A very powerful tool for tackling complex classification and regression problems can be produced by generating several decision trees (a decision tree forest) and calculating an ensemble average from the results of these trees. The correct term here is a random forest.
Where does the random component come into play and why do you even need such a component in a random forest?
Answering the last part of this question is relatively easy. A large number of decision trees (typically between 500 and 1,500) is required to obtain a meaningful ensemble average. The first step is to define the parameters of the problem:
- Select the features to be used as a basis for decision making (in the example with the golfer, these were the day of the week, weather and temperature)
- Determine the size of the decision tree (in the case of the golfer, the two results “on the golf course” and “not on the golf course” were expected)
- Establish the depth of the tree (this refers to the number of decision levels – 4 were used in the last example)
Growing 1,500 identical trees would of course lead to identical results, which would make a mockery of the idea of an ensemble average. The underlying idea of a random forest is to produce different trees due to random variations in the input data and the related decision criteria. To put it another way, you are trusting the wisdom of crowds.
Assuming a sufficient volume of data, the data set to be processed is divided into a training data set and a test data set.
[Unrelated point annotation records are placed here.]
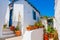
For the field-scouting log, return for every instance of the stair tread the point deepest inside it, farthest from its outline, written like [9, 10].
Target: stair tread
[10, 35]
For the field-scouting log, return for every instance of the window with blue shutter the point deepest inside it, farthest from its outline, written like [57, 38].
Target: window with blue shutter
[34, 15]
Each individual tree is then generated and trained using the following model.
- A random sample is taken from the training data set.
- In addition, certain criteria (such as the day of the week or weather) are selected from the total list and randomly allocated to the decision levels of the tree.
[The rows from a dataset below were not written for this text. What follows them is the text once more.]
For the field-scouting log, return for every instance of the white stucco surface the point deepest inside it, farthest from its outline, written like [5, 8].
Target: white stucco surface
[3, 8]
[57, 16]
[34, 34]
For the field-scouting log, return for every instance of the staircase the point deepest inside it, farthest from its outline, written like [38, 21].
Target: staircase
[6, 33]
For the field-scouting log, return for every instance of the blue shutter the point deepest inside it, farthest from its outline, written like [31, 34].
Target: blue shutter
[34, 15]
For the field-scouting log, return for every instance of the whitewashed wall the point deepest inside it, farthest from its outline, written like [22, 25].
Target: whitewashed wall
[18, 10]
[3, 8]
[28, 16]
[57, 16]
- In the first round, random split criteria are assigned (is the day a Monday; is the weather sunny?).
- The random sample is analysed using the tree generated in this way and the result at this stage is compared with the known result during the training phase.
- The split criteria are adjusted on the basis of the error.
- The random sample is allocated to a class and put back; a new random sample is taken and the training starts again.
After all the trees have been trained, the entire random forest is evaluated using the test data set.